Used python code to reproduce
import json
import os
import random
import statistics
import subprocess
import time
from dataclasses import dataclass
MLX_LM_PATH = os.getcwd()
MLX_PATH = os.path.expanduser("~/workspace/mlx")
NUM_BATCH = 32
NUM_ITER = 999
RESULT_FILE = "result.jsonl"
@dataclass
class Target:
branch: str
commit_hash: str
targets = [
Target("main", "bddf23f175726a57f0e443cd45518c0757daa166"),
Target("coalesced-mem", "ab58e3718a3e31687e3ef5e8914034855990454f"),
Target("coalesced-mem-unroll-t", "28057ab228de7d1b1042622559b4a1ef7ba14a12"),
# Target("coalesced-mem-for-1", "893a6327b7ec1d2b391c6e8e27822fecbf5d0e04"),
# Target("coalesced-mem-for-2", "af9a0269a35ce68409e4f4f5e09d6f82da55c835"),
]
def run_command(command: list[str]):
return subprocess.check_output(command).decode("utf-8")
def setup_mlx(target: Target):
os.chdir(MLX_PATH)
run_command(["git", "switch", target.branch])
print(f"installing mlx[{target.branch}]")
run_command(["pip", "install", "."])
pip_list_result = subprocess.check_output(["pip", "list"]).decode("utf-8")
if f"+{target.commit_hash[:8]}" not in pip_list_result:
raise RuntimeError(f"wrong MLX version installed. {target.branch}")
os.chdir(MLX_LM_PATH)
def show_result():
parsed: dict[str, list[float]] = {t.branch: [] for t in targets}
with open(RESULT_FILE, "r") as f:
for line in f:
result = json.loads(line)
for r in result:
parsed[r["branch"]].append(float(r["tps"]))
for branch, tps_values in parsed.items():
mean_tps = statistics.mean(tps_values)
median_tps = statistics.median(tps_values)
print(f"{branch}: Mean = {mean_tps}, Median = {median_tps} Min = {min(tps_values)}, Max = {max(tps_values)}")
if __name__ == "__main__":
os.chdir(MLX_LM_PATH)
for i in range(NUM_ITER):
r_samples = random.sample(targets, len(targets))
print(f"{i}th iteration with {r_samples}")
sample_result: list[dict[str, str|float]] = []
for target in r_samples:
setup_mlx(target)
for b in range(NUM_BATCH):
time.sleep(2) # to prevent throttling
llm_result = run_command(["python", "-m", "mlx_lm.generate", "--model", "mlx_mistral7b-8q", "--prompt", "'write a quicksort algorithm in c++'", "--max-tokens", "128"])
tps = float(llm_result.split("Generation: ")[1].split(" tokens-per-sec")[0])
sample_result.append({
"branch": target.branch,
"iter": i,
"batch": b,
"tps": tps,
})
with open(RESULT_FILE, "a") as f:
f.write(json.dumps(sample_result)+"\n")
show_result()
and got this result
-
main: v0.9.1 -
coalesced-mem: this pr -
coalesced-mem-unroll-t: this PR with https://github.com/ml-explore/mlx/pull/803 -
coalesced-mem-for-1: this PR using one for loop -
coalesced-mem-for-2: this PR using two for loop
| Configuration | Mean | Median | Min | Max |
|---|---|---|---|---|
| coalesced-mem-for-1 | 69.817 | 69.808 | 69.427 | 71.343 |
| coalesced-mem-for-2 | 69.832 | 69.813 | 69.296 | 70.835 |
| main | 69.848 | 69.840 | 69.339 | 71.243 |
| coalesced-mem | 69.875 | 69.861 | 69.421 | 70.648 |
| coalesced-mem-unroll-t | 69.966 | 69.941 | 69.500 | 71.985 |
| Configuration | Mean | Median | Min | Max |
|---|---|---|---|---|
| main | 42.391 | 42.383 | 42.218 | 42.806 |
| coalesced-mem | 42.416 | 42.404 | 42.225 | 42.864 |
| coalesced-mem-unroll-t | 42.476 | 42.468 | 42.295 | 42.744 |
Result Summary:
- After
rebootingand theiogpu.wired_lwm_mbsetting, all inference speeds increased, and the speed gap between different configurations was reduced. - The rank order remained consistent.

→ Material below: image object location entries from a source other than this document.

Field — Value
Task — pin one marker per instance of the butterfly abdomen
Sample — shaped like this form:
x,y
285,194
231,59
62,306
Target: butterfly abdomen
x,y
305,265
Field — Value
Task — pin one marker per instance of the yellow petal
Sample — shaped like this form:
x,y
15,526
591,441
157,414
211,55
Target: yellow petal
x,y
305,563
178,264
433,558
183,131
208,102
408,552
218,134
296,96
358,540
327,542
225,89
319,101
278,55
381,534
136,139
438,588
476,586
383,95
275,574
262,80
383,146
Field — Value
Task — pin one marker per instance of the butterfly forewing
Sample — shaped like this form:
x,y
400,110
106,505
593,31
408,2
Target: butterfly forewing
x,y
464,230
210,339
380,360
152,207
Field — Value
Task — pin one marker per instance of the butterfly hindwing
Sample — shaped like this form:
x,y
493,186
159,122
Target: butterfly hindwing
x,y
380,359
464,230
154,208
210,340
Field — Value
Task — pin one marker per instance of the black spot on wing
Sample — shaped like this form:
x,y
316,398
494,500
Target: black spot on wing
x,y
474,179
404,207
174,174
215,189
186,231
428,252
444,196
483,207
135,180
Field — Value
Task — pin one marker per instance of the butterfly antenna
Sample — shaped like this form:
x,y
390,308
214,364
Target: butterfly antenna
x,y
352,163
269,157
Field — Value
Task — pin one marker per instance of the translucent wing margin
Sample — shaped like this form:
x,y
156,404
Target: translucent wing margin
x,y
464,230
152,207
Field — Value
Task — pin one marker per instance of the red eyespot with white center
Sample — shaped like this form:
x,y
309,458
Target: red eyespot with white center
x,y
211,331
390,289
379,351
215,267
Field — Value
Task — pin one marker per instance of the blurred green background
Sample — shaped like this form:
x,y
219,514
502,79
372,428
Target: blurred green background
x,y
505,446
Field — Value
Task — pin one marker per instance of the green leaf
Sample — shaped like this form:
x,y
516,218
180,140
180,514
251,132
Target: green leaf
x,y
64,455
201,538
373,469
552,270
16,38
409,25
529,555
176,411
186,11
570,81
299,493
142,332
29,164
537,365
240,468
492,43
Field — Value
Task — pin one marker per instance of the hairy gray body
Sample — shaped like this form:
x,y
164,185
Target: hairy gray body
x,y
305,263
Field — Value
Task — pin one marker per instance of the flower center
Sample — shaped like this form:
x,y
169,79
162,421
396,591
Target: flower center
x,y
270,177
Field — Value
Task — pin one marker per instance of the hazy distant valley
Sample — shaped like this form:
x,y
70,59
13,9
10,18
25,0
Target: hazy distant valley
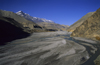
x,y
27,40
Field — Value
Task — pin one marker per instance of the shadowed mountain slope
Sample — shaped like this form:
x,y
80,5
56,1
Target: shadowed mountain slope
x,y
11,30
24,22
90,28
48,24
79,22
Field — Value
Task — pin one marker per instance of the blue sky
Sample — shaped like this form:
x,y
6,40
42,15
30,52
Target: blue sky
x,y
64,12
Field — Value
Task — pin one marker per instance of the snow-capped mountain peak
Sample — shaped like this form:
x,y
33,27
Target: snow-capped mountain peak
x,y
34,19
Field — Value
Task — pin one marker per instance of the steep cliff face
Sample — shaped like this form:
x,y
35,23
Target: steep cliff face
x,y
79,22
90,28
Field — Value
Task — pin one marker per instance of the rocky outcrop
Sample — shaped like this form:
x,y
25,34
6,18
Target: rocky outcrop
x,y
53,26
47,24
11,30
79,22
24,22
90,28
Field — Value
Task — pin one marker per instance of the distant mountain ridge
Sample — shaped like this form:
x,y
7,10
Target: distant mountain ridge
x,y
90,28
48,24
34,19
79,22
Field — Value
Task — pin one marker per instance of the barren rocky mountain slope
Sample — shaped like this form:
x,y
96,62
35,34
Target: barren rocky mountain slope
x,y
48,24
79,22
24,22
90,28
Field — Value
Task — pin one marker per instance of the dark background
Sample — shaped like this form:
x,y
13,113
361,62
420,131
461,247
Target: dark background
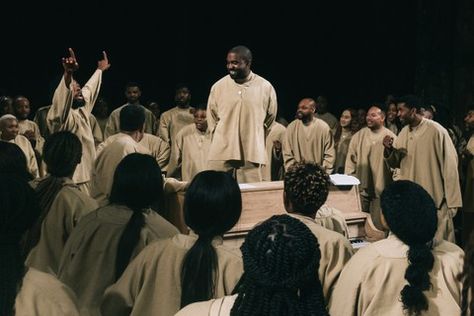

- The combination of this PR and https://github.com/ml-explore/mlx/pull/803 shows the best performance.
- We now have clean results, and throttling or other operational issues have minimal impact due to randomization and the LLN.
- This PR delivers improved performance, and it is even faster when combined with https://github.com/ml-explore/mlx/pull/803.
In my opinion, for truly low-latency code, complex implementations are inevitable. we also have room for improvement when we choose this direction.
@angeloskath let me know what you think.
It seems you have no interest in this PR. I will close this.